Saab 900 Turbo 1978-1993 |
En Suède, c'est "une demande de placement sous protection de la loi sur les faillites". Une demande rejetée d'ailleurs. En France, c'est un dépôt de bilan. Et c'est précisément ce qui vient d'arriver à Saab. Ce dernier acte sans surprise était attendu depuis une semaine. Depuis que la marque avait annoncé des pertes décuplées en l'espace d'un an, passant de 21,9 millions de déficit au premier semestre 2010, à 201,5
million d'euros au bout de la même période de cette année. Comment a t-on pu en
arriver-là ? Comment une marque, dont l’image impeccable aurait pu lui
assurer une place dans les mythologies modernes et CSP+, peut-elle sombrer dans
un coma aussi profond qu’irréversible ?
Un seul modèle
La réponse est, en partie, américaine et le début de la fin
remonte à 21 ans déjà. C’est en 1990 que General Motors, alors premier
constructeur mondial, s’offre 50% du capital du petit constructeur suédois. Une
aubaine : l’image de sportivité, de fiabilité et de luxe janséniste font
un tabac auprès des fidèles. Saab, à cette époque, c’est avant tout un
modèle : la 900 turbo. Une drôle d’auto, avec une mécanique inusable mais
gourmande et un design simplissime. Mais un seul modèle, c’est peu. Il y a bien
une 9000, une voiture plus grande, plus insipide, que personne ne voit et que
personne n’achète. Le constructeur va mal et le géant américain va se pencher à
son chevet. Avec une stratégie toute financière.
Des voitures puzzle
Peu à peu, les modèles vont évoluer. Un mal nécessaire, mais
au lieu de créer de nouvelles autos, les ingénieurs de Tröllhatan, le fief
historique de Saab, vont faire leurs courses dans les énormes banques de
données du groupe. Car le budget de recherche-développement minimaliste fait
loi. Des moteurs ? Des châssis ? Ils vont en trouver chez Opel, en
Allemagne, chez Fiat en Italie, ou même chez Cadillac à côté de Detroit. Du
coup, les nouvelles 9-3 et 9-5, modèles toujours en vente, sont d’étranges
puzzles, constitués de moteurs italiens et de trains roulants allemands. Mais
une Saab, c’est plus cher qu’une Fiat ou une Opel. Et les addicts du premier
jour ne s’y retrouvent plus. Alors que les nouveaux clients attendus ne se
pressent pas non plus. Car les conducteurs d’une Vectra (Opel) ou d’une Chroma
(Fiat) n’ont aucune raison de pousser la porte d’un concessionnaire Saab qui a
gardé quelques réflexes de condescendance de sa gloire passée. Et puis,
pourquoi ce nouveau client s’offrirait-il une auto simplement rebadgée d’un
sigle prestigieux, pour 10 000 euros de plus que sa Fiat-Opel ordinaire ?

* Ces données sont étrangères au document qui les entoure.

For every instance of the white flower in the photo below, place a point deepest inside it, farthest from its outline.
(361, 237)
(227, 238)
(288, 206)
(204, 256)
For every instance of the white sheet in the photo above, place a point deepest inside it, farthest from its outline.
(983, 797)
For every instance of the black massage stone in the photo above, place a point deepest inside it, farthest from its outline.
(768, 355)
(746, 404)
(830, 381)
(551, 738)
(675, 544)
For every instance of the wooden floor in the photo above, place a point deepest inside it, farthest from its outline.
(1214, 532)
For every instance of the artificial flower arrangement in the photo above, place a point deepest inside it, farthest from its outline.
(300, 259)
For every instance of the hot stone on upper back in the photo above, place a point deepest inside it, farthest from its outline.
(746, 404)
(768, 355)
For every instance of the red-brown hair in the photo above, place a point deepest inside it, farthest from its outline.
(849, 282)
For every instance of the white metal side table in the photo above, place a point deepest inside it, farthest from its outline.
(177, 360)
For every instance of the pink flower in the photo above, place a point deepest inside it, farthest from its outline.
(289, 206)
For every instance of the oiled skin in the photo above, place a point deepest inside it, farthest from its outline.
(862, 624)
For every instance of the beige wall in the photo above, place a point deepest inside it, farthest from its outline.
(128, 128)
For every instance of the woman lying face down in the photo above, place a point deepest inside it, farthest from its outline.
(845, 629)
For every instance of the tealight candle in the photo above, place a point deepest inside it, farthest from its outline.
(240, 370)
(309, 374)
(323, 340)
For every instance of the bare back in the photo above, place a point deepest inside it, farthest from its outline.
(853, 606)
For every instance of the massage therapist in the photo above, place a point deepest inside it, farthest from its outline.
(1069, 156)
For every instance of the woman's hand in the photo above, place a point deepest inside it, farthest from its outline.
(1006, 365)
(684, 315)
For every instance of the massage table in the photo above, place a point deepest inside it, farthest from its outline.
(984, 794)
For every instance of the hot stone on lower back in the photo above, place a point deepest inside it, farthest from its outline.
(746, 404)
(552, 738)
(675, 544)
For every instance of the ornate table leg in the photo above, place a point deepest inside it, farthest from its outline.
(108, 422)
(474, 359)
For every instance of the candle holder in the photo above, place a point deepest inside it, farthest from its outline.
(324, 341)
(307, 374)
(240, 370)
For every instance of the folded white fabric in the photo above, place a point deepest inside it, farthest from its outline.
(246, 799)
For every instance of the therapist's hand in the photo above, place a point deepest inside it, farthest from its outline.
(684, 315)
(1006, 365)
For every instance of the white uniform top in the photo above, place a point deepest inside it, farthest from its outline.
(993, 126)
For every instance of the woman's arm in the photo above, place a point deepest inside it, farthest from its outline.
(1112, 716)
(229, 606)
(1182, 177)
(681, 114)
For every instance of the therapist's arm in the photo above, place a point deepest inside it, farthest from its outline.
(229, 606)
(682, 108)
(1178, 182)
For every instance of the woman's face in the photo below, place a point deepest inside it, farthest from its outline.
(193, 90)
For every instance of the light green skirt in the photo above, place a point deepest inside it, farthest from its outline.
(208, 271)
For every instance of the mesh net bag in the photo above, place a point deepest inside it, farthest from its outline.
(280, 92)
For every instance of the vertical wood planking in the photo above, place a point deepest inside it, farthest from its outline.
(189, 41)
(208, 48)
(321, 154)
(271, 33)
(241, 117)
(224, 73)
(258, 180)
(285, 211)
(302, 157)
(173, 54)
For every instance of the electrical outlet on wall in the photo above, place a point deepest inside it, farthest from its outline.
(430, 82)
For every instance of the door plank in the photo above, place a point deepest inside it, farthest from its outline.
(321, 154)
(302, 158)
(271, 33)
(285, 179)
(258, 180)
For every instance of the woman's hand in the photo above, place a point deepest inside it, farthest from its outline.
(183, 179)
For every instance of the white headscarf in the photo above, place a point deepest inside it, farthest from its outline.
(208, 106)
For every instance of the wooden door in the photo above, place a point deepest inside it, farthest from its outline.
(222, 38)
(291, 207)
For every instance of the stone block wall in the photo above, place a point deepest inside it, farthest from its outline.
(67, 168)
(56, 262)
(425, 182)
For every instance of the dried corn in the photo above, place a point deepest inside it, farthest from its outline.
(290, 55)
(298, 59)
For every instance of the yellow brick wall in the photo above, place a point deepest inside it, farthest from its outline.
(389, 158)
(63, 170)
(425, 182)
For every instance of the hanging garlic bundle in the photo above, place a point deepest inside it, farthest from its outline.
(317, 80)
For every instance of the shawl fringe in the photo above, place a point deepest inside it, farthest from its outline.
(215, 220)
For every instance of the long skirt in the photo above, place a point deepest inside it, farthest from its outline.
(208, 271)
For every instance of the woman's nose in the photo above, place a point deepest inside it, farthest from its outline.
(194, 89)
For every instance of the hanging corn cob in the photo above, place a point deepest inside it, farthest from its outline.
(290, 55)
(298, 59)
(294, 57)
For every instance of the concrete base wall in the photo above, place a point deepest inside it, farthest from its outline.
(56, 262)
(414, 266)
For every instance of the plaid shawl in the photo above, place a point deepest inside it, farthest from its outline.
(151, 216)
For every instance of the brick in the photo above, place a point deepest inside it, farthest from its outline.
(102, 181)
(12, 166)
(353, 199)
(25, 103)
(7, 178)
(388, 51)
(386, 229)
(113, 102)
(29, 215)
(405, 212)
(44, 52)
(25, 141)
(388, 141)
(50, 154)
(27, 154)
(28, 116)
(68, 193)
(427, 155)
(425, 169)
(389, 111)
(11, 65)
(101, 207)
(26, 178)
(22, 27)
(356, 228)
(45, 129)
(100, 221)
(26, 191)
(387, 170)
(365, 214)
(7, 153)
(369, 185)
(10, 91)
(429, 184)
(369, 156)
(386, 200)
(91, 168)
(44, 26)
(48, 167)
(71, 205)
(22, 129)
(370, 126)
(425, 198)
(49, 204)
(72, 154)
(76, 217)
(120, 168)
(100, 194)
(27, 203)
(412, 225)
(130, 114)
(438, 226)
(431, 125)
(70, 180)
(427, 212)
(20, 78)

Le gouvernement suédois n'en veut pas
Les clients s’envolent et les ventes dégringolent. Au point
que, quand la bourrasque de 2008 survient, lorsque GM est au bord de la
faillite, le petit constructeur du froid est vendu au premier venu. C’est une
marque encore plus petite qui le rachète. Tellement petite que Spyker, c’est le
nom de l’entreprise hollandaise et acheteuse, n’a vendu l’an passé que 36
voitures. Qu’espérait Victor Muller, le Pdg de Spyker, en investissant (un peu)
dans le suédois moribond ? récolter de l’argent public en mettant en avant
le sort des 6000 salariés de Saab. Raté : le gouvernement suédois
refuse. Le ministre de l’industrie
de l’époque lui réplique que « les électeurs veulent des crèches, des
hôpitaux et des policiers. Pas des constructeurs automobiles qui font des
pertes. »
10 milliards de dollars dilapidés
Aujourd’hui, le fiasco est presque total. La production de
voitures est arrêtée depuis le mois d’avril, et les salaires sont versés grâce
à la vente des produits immobiliers. Jusqu’à ce que la dernière parcelle de
l’usine de Tröllhattan soit dispersée. Le nombre d’autos écoulées est passé de
plus de 120 000 dans les années 90 à 31 000 l’an passé et les recettes ont
fondu de manière plus exponentielle encore. Pourtant, GM a réalisé des
investissements lorsqu’il était aux affaires : près de 10 milliards de dollars
se sont évanouis dans les brumes sudéoises. Selon des économistes locaux, cela
correspondrait à une perte sèche de 5000 dollars par Saab vendue depuis vingt
ans. Plutôt cher, le design janséniste.